Jakarta, Aktual.com — Tahun pertama pemerintahan Presiden Prabowo Subianto pada 2025 menunjukkan bahwa stabilitas koalisi besar tidak serta-merta meredam dinamika politik nasional. Meski pemerintahan relatif solid secara formal, manuver elite dan tarik-menarik kepentingan partai tetap mewarnai panggung politik sepanjang tahun.

Pengamat politik Arifki Chaniago menilai 2025 bukan tahun politik yang sepi. Konsolidasi pemerintahan, kata dia, berjalan beriringan dengan kontestasi wacana di dalam dan di sekitar koalisi pendukung pemerintah.

“Koalisi besar memang menciptakan stabilitas, tetapi tidak menghilangkan kompetisi politik.

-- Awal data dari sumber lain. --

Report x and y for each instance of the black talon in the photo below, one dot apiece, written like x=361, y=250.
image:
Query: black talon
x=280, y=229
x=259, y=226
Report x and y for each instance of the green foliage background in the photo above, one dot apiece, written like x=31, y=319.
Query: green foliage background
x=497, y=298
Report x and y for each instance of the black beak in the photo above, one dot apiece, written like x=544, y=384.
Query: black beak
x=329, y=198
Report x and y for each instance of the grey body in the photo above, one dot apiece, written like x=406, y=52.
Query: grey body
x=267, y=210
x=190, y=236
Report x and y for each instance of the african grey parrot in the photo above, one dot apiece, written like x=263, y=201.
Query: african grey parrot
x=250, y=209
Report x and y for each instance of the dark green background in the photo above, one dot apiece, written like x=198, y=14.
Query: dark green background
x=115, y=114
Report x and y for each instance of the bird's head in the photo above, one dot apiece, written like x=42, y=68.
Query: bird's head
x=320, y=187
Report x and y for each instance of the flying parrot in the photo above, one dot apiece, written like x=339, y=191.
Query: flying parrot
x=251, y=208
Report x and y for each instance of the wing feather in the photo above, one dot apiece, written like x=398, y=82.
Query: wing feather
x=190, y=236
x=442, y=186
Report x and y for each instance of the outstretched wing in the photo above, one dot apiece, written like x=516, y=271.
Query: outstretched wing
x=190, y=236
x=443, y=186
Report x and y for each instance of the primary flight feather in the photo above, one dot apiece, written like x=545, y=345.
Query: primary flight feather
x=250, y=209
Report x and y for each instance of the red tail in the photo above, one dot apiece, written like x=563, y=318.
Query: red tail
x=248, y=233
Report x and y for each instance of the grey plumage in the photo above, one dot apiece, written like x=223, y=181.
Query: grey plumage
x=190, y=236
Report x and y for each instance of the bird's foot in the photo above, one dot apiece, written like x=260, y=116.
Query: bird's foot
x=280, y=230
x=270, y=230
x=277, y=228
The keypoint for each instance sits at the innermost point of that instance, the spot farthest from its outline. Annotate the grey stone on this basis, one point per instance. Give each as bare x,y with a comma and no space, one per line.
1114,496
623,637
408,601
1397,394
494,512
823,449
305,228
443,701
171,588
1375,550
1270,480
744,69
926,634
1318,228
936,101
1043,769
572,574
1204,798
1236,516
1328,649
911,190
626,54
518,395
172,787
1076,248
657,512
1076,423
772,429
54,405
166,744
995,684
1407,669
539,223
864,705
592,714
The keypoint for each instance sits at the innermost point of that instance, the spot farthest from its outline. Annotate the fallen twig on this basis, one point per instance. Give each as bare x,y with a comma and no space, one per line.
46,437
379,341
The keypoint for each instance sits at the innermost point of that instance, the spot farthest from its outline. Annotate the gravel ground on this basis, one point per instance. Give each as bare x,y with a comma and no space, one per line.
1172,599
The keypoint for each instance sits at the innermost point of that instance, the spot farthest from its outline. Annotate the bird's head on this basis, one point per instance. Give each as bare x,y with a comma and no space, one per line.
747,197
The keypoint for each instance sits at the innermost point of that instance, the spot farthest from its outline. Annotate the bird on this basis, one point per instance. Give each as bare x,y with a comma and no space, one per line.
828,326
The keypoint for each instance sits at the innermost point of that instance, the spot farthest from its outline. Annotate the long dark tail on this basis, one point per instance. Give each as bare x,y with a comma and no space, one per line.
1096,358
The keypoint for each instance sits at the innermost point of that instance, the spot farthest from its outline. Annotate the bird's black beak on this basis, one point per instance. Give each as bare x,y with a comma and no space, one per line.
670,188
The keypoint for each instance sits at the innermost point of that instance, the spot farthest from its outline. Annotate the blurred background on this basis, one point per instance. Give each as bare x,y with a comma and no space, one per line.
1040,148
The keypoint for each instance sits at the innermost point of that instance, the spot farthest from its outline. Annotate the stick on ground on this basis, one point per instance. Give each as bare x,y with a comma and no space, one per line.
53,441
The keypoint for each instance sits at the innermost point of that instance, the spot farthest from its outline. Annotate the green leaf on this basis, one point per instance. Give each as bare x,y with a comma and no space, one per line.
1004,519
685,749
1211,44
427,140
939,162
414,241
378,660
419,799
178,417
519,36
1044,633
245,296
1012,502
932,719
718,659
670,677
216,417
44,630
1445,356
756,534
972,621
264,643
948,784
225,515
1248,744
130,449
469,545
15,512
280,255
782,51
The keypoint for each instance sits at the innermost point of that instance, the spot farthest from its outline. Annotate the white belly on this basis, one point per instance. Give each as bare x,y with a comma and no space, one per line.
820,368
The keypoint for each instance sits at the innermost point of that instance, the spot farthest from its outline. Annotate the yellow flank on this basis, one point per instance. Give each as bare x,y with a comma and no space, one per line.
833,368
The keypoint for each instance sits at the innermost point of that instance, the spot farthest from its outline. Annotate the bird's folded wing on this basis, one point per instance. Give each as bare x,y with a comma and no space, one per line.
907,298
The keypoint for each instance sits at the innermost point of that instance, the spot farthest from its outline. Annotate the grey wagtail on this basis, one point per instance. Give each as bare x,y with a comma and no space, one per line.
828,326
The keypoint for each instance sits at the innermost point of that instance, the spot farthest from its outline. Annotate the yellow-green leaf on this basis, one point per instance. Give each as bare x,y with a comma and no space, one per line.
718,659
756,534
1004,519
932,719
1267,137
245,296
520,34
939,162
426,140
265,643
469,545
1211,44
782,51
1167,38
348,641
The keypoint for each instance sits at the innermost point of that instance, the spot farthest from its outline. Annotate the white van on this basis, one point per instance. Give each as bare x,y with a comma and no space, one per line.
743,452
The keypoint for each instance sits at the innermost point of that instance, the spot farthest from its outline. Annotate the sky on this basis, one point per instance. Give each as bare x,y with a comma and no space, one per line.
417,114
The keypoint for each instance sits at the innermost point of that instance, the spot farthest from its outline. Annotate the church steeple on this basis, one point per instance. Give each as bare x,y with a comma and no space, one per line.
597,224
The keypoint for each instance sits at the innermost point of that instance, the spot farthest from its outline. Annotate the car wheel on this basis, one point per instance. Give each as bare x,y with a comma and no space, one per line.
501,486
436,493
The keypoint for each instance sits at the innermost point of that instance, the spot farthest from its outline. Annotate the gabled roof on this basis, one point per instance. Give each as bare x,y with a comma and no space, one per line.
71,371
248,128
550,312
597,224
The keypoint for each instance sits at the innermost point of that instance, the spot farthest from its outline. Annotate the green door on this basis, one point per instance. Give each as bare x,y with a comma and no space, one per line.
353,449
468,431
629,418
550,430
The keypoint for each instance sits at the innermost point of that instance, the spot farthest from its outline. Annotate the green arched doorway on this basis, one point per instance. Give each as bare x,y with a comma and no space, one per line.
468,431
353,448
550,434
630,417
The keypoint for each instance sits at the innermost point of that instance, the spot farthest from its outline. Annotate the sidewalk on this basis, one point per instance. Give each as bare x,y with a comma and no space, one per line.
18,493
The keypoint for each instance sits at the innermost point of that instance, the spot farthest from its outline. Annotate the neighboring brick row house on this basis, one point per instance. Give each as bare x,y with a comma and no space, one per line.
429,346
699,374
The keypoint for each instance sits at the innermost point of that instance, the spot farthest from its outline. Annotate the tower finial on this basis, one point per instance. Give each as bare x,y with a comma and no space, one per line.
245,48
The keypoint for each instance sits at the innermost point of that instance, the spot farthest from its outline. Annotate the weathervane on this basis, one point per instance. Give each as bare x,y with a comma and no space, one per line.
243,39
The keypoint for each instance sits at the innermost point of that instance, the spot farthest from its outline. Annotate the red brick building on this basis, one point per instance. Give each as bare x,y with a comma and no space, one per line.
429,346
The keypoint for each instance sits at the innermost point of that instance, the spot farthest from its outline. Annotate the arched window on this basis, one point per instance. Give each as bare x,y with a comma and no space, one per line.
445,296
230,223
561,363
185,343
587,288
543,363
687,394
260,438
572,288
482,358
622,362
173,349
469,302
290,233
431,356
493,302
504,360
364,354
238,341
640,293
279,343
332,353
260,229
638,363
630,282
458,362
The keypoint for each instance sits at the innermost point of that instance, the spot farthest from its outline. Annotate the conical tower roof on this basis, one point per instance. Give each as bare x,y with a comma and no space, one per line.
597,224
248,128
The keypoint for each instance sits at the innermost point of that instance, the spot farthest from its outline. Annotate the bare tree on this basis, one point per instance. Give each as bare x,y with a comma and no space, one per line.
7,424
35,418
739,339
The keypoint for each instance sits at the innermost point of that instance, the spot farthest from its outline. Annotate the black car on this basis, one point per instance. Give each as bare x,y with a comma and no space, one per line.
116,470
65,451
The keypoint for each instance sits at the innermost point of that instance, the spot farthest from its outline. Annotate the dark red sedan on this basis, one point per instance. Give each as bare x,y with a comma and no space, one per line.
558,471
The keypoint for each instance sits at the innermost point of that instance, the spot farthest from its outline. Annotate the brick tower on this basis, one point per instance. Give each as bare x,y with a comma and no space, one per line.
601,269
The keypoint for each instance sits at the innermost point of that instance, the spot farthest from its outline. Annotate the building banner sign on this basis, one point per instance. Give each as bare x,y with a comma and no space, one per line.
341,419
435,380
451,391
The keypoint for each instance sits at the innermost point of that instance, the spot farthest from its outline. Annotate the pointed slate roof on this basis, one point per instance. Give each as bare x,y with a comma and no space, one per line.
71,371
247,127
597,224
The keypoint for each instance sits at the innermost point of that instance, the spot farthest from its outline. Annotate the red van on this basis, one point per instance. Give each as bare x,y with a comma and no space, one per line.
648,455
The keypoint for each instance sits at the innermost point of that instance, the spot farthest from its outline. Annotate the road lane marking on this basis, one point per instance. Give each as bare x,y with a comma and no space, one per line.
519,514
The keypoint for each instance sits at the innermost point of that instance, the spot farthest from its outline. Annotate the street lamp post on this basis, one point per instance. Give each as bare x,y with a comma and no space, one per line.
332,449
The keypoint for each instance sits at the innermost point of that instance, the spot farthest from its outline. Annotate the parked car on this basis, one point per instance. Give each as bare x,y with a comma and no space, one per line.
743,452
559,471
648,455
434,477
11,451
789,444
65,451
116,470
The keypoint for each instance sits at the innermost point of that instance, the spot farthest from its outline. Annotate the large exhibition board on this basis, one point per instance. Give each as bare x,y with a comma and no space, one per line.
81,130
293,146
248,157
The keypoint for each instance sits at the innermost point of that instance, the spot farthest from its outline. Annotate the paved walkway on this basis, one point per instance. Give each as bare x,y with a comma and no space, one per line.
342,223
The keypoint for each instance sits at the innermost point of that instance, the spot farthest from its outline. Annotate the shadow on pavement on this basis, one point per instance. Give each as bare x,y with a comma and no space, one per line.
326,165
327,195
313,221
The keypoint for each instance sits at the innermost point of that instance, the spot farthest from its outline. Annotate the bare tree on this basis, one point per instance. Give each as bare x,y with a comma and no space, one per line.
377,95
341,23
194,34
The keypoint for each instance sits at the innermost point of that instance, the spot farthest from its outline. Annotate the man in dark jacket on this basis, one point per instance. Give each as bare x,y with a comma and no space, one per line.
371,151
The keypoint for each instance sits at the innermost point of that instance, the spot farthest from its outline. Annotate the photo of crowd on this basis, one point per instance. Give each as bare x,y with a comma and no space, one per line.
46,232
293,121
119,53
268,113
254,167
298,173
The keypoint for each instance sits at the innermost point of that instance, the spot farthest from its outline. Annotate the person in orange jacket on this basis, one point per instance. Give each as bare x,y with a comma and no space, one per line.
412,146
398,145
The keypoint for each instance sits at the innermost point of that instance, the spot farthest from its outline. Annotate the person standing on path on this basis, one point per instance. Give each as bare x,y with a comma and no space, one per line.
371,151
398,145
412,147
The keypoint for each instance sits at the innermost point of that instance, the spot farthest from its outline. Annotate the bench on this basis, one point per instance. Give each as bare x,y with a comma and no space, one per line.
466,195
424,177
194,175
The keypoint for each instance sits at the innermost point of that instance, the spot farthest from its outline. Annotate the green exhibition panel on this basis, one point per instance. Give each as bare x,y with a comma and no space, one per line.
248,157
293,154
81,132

Justru kompetisinya berubah bentuk, dari frontal menjadi simbolik dan berbasis isu,” ujar Arifki kepada Aktual.com, Senin (29/12/2025).

Salah satu dinamika yang mencuat sepanjang 2025 adalah kembali menguatnya isu ijazah Presiden ke-7 Joko Widodo dan Wakil Presiden Gibran Rakabuming Raka. Menurut Arifki, isu tersebut tidak berdiri sendiri, melainkan bagian dari upaya delegitimasi politik yang berdampak luas.

“Delegitimasi Jokowi punya efek berlapis. Salah satunya membuka kembali ruang spekulasi tentang arah kekuasaan ke depan, termasuk soal konfigurasi politik menuju 2029,” katanya.

Ia menjelaskan, selama ini kesinambungan kekuasaan dianggap relatif mapan. Namun, munculnya kembali isu-isu lama dinilai sebagai sinyal bahwa peta politik belum sepenuhnya terkunci.

Dinamika koalisi juga tercermin dari pernyataan elite partai. Ketua Umum PKB Muhaimin Iskandar, misalnya, melontarkan gagasan “taubat nasuha” pascabencana banjir di Sumatera. Menurut Arifki, pernyataan tersebut tidak hanya bernuansa moral, tetapi juga memiliki pesan politik.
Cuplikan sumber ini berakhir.